La tua cugina? Your cousin, si?
I shake my head.
She studies the photo some more, taking quick drags off her cigarette. No, she says sharply, to my surprise, even angrily. Questa è la tua ragazza! Your girlfriend. I think yes, you are liar! And then, to my disbelief, she flicks her lighter and sets the picture on fire.
Fourteen … fifteen … sixteen … seventeen …
About midway through our trek back to the bus stop, I realize I’ve lost the photo. I tell them I need to go back. There is no choice, I have to go back. Alfonso, a wiry, tight-lipped huaso who is tagging along as our informal Chilean guide, looks questioningly at Gary. Gary is an American. He is the alpha male in our trio. He has dirty-blond hair and acne pits on his cheeks. It’s a face that hints at habitual hard living. Gary is in a foul mood, made worse by hunger, the absence of alcohol, and the nasty rash on his right calf, which he contracted brushing up against a litre shrub the day before. I’d met them both at a crowded bar in Santiago, where, after half a dozen rounds of piscolas, Alfonso had suggested a hike to the waterfall at Salto del Apoquindo, where his father used to take him when he was a boy. We’d made the hike the next day and had camped out at the waterfall for the night. We’d smoked dope, the water roaring in our ears, a wide-open sky crammed with stars above us. We were trudging back now toward San Carlos de Apoquindo to catch the bus.
Gary pushes back the wide rim of his Cordoban hat and wipes his brow with a handkerchief. It’s a three-hour walk back, Markos, he says.
¿Tres horas, hágale comprende? Alfonso echoes.
I know.
And you’re still going?
Yes.
¿Para una foto? Alfonso says.
I nod. I keep quiet because they would not understand. I am not sure I understand it myself.
You know you’re going to get lost, Gary says.
Probably.
Then good luck, amigo, Gary says, offering his hand.

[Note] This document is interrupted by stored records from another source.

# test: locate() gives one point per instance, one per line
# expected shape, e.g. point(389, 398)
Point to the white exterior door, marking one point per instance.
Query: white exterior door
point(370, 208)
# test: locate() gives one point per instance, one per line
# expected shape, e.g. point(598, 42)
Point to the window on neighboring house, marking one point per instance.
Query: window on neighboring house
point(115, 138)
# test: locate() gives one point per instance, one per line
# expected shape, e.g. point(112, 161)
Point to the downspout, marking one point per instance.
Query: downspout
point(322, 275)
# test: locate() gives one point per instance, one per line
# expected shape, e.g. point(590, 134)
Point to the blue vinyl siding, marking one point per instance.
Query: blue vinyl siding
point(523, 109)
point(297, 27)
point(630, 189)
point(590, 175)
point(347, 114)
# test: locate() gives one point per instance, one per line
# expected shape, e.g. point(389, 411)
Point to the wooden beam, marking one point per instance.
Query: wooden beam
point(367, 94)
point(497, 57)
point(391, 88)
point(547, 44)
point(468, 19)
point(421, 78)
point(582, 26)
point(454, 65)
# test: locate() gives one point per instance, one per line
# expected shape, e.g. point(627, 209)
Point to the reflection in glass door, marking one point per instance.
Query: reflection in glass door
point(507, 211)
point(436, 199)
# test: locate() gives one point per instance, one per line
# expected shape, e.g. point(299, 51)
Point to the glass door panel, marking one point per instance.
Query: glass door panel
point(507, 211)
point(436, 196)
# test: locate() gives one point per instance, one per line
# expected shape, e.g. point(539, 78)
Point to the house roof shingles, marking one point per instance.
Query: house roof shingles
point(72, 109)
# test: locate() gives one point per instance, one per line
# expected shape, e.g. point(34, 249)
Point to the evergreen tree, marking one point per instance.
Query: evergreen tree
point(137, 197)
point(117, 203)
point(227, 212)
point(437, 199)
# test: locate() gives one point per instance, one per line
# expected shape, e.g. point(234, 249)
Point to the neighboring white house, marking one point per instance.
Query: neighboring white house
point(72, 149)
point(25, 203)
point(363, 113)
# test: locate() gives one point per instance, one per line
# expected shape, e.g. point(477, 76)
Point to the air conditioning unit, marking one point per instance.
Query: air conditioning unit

Es un griego loco, Alfonso says.
I laugh. It is not the first time I have been called a crazy Greek. We shake hands. Gary adjusts the straps of his knapsack, and the two of them head back up the trail along the folds of the mountain, Gary waving once without looking as they take a hairpin turn. I walk back the way we had come. It takes me four hours, actually, because I do get lost as Gary had predicted. I am exhausted by the time I reach the campsite. I search all over, kicking bushes, looking between rocks, dread building as I rummage in vain. Then, just as I try to resign myself to the worst, I spot a flash of white in a batch of shrubs up a shallow slope. I find the photo wedged between a tangle of brambles. I pluck it free, beat dust from it, my eyes brimming with tears of relief.
Twenty-three … twenty-four … twenty-five …
In Caracas I sleep under a bridge. A youth hostel in Brussels. Sometimes I splurge and rent a room in a nice hotel, take long hot showers, shave, eat meals in a bathrobe. I watch color TV. The cities, the roads, the countryside, the people I meet—they all begin to blur. I tell myself I am searching for something. But more and more, it feels like I am wandering, waiting for something to happen to me, something that will change everything, something that my whole life has been leading up to.